Il mio compleanno e l’assassinio di Giovanni Falcone.Trentuno anni fa veniva assassinato dalla mafia Giovanni Falcone. In quella che la storia ricorda come la strage di Capaci.
Con lui veniva uccisi gli uomini della sua scorta e sua moglie Francesca Morvillo, anche lei magistrato.
Non sarebbe passato molto prima che venisse ucciso anche il suo più leale amico ed alleato nella lotta alla mafia, Paolo Borsellino.
Il mio compleanno
Era un bambino avevo appena undici anni. Terminavo la scuola elementare. Ricordo quel giorno come scioccante. Rimasi basito. Tutta l’Italia era sconvolta.
E non vi nego che i primi anni, quando le commemorazioni erano particolarmente partecipate e sentite. Quando la ferita era freschissima. Io ero quasi a disagio a pensare che proprio il giorno del mio compleanno avessero assassinato Giovanni Falcone. Da bambino mi dispiaceva. Perché metteva sicuramente una nota triste, ad una giornata che io reputavo allegra. In cui scartavo regali, mi venivano a trovare i nonni e i parenti.
Però poi ho capito che quella memoria era importante , che potevo dare un piccolo contributo a portarla avanti. Ad insegnare ai giovani cosa significava per me e quanto era odiosa oppressiva la mafia.Quanto la mafia sia il nemico peggiore, perché tra di noi. Subdolo, ma radicato.
Un esempio
Giovanni Falcone, come Paolo Borsellino, vanno ricordati insieme . Non bisogna scindere le due figure, che sono portatrici di un messaggio unitario.
Non sono un ricordo, o una commemorazione. Sono una rotta, una strada, un percorso da seguire.
Giovanni Falcone diceva:“Credo che ognuno di noi debba essere giudicato per ciò che ha fatto. Contano le azioni non le parole. Se dovessimo dar credito ai discorsi, saremmo tutti bravi e irreprensibili”.
Non ho fatto nulla di male. Ma non ho fatto niente. La colpa dei più, nella stragrande maggioranza dei luoghi, nella stragrande maggioranza dei tempi.
Un esempio vivo
La memoria, non deve essere nera commemorazione fine a se stessa. Deve essere propedeutica a rilanciare i valori, gli ideali che animarono l’azione di uomini eccezionali. Giovanni Falcone era stato allievo ufficiale della marina militare, aveva un senso profondo dello Stato.

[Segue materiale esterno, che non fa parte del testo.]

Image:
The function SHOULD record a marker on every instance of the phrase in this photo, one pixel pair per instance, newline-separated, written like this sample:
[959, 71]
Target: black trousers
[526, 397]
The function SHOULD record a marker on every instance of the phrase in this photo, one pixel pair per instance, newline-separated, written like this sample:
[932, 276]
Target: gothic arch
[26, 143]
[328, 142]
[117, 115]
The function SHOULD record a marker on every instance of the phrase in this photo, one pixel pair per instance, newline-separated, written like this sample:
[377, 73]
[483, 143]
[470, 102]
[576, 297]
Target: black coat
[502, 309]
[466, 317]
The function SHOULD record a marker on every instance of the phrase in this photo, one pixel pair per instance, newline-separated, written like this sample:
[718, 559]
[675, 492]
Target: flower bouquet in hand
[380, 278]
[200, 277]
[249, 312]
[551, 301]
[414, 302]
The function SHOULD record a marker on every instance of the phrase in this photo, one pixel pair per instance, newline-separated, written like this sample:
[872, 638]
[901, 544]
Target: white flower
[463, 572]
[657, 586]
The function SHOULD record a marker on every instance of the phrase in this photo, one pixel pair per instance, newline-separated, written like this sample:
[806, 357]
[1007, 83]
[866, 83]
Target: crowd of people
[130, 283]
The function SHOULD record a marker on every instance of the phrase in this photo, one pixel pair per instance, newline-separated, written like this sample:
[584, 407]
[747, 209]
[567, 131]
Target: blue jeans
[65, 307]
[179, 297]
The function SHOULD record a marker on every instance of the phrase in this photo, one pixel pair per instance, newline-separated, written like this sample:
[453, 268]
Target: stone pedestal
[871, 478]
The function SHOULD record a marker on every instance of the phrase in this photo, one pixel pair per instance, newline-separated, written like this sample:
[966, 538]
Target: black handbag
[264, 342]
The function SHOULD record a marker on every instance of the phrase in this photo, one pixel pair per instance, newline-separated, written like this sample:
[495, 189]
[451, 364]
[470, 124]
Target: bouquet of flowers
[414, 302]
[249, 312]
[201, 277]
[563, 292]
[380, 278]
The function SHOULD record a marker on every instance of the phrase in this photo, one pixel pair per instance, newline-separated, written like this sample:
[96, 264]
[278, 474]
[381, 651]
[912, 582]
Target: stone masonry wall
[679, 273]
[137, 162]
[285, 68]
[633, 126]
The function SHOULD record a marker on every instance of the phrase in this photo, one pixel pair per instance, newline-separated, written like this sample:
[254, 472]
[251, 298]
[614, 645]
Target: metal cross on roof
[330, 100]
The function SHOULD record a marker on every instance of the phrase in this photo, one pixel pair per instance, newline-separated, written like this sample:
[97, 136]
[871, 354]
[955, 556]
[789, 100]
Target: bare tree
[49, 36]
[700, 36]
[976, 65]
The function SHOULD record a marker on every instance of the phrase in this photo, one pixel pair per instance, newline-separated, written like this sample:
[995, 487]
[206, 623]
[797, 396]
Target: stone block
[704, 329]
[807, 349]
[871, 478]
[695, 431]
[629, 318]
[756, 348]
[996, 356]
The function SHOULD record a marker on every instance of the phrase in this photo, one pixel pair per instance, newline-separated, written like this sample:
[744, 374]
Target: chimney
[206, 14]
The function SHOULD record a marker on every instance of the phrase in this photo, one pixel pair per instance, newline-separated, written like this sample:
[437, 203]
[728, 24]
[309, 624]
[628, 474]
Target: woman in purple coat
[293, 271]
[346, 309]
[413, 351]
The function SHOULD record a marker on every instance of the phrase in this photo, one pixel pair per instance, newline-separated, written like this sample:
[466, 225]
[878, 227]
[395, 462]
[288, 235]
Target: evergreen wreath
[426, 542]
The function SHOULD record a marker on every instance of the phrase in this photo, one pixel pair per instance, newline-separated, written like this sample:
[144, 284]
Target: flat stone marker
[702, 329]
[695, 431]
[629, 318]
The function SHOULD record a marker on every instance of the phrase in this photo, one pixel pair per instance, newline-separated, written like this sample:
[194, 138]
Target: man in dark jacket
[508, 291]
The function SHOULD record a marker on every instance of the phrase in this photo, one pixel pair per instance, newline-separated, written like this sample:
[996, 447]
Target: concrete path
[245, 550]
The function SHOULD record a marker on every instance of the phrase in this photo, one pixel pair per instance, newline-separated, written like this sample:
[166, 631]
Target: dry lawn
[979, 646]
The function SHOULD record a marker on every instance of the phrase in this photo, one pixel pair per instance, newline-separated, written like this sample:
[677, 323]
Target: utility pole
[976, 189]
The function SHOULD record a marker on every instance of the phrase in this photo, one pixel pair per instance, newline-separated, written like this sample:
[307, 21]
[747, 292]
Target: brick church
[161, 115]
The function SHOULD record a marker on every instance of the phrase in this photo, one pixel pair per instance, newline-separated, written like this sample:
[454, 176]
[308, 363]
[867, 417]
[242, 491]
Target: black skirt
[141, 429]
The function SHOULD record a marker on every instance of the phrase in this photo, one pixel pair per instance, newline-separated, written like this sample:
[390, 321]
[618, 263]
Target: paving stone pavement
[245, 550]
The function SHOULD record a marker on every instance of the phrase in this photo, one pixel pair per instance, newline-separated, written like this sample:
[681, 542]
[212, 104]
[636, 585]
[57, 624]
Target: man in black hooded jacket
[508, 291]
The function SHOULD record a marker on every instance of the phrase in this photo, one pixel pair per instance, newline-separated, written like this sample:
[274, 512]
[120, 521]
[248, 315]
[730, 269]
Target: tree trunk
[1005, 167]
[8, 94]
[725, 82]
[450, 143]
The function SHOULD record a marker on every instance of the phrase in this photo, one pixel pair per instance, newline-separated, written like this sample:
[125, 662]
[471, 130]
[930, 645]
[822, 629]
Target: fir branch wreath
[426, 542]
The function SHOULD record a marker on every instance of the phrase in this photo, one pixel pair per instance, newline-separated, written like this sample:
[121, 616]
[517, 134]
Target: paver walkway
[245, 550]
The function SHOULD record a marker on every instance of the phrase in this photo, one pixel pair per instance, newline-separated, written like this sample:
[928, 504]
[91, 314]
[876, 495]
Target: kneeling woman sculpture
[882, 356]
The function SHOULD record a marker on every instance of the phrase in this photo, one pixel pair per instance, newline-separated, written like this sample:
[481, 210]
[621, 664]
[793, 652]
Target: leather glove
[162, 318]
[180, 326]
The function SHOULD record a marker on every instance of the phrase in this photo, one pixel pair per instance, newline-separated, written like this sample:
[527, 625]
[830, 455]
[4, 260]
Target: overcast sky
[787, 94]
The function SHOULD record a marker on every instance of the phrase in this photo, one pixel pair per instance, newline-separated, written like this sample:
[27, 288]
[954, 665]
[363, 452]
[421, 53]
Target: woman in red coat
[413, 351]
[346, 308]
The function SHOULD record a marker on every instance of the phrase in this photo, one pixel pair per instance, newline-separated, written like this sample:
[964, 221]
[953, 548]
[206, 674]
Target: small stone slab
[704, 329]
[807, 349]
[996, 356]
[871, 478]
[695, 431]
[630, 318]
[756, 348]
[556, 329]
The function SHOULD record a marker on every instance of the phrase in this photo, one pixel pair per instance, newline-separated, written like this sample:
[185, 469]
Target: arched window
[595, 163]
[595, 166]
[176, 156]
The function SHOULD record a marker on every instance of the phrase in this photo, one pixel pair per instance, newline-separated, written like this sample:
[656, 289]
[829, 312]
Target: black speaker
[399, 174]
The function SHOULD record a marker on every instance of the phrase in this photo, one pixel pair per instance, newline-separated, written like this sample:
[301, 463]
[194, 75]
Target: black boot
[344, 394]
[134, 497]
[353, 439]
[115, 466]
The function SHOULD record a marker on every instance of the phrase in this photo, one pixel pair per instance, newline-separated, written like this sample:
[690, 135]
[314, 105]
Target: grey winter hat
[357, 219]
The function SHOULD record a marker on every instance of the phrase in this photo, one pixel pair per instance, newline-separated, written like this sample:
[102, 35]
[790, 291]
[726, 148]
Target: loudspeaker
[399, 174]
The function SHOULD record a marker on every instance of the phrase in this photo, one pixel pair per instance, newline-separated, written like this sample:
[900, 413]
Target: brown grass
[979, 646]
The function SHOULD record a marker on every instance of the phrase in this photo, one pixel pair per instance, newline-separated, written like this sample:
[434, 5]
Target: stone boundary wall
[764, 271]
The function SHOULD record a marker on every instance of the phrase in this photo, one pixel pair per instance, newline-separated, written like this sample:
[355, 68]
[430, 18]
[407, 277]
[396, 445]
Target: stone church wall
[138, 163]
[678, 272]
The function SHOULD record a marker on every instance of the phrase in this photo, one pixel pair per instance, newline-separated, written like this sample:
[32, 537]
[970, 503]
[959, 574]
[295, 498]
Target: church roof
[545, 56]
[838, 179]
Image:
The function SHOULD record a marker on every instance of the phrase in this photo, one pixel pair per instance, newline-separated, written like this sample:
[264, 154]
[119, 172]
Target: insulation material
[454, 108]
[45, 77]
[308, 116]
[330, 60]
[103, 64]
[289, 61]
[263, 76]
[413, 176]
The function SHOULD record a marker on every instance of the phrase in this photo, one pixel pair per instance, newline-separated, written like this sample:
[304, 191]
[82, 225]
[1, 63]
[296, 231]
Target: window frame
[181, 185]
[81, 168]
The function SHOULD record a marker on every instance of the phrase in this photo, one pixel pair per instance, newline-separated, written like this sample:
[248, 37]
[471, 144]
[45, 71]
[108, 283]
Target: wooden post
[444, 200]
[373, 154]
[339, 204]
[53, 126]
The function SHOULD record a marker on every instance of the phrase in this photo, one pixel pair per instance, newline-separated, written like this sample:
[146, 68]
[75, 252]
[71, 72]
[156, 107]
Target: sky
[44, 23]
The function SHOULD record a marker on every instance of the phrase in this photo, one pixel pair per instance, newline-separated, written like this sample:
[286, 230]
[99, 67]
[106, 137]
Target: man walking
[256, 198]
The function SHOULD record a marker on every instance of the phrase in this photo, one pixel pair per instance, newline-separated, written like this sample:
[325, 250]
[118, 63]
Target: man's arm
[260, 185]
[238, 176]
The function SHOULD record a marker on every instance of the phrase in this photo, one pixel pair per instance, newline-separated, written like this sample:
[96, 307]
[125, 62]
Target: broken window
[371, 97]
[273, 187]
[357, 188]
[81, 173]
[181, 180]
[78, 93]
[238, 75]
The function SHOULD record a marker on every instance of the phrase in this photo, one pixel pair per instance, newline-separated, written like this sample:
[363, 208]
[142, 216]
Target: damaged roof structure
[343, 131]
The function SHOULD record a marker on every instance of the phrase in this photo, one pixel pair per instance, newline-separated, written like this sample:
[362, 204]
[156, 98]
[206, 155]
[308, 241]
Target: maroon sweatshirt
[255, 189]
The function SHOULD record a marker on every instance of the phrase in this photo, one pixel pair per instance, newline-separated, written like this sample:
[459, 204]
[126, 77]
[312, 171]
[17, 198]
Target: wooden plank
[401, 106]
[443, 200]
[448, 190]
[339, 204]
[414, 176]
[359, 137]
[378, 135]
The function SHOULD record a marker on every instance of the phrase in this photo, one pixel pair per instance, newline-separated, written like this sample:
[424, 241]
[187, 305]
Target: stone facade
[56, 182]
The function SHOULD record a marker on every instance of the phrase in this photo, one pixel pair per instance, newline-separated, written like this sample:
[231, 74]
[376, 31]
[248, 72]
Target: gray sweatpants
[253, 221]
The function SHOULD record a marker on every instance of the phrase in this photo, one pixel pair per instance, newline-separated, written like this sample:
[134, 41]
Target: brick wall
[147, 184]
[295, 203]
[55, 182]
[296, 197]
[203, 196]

Era anche lui un uomo. Aveva anche lui paura di morire probabilmente. Ma sentiva il profondo dovere di combattere l’ingiustizia. Sentiva un profondo dovere verso il suo ufficio di magistrato e verso il Paese. Un dovere che ha saputo anteporre a se stesso.
È qui l’esempio. Qui è l’ispirazione. Lui non viveva solo per se stesso, per il suo tornaconto e per la propria felicità. Si sentiva membro di una grande comunità umana. Sentiva di avere dei doveri superiori . Non accettava prima di tutto come uomo il compromesso, lo stare in silenzio. Il reputarsi innocente perché non si fa del male, ma si tollerava il male.
Questo andrebbe insegnato ai giovani. Questo è l’esempio che dovrebbero vedere i tanti ignavi, i tanti imbelli del nostro tempo. Quelli che tuttora la mafia la tollerano. Per trovare il coraggio.
Il Suo messaggio
“La mafia non è affatto invincibile; è un fatto umano e come tutti i fatti umani ha un inizio e avrà anche una fine. Piuttosto, bisogna rendersi conto che è un fenomeno terribilmente serio e molto grave; e che si può vincere non pretendendo l’eroismo da inermi cittadini, ma impegnando in questa battaglia tutte le forze migliori delle istituzioni.”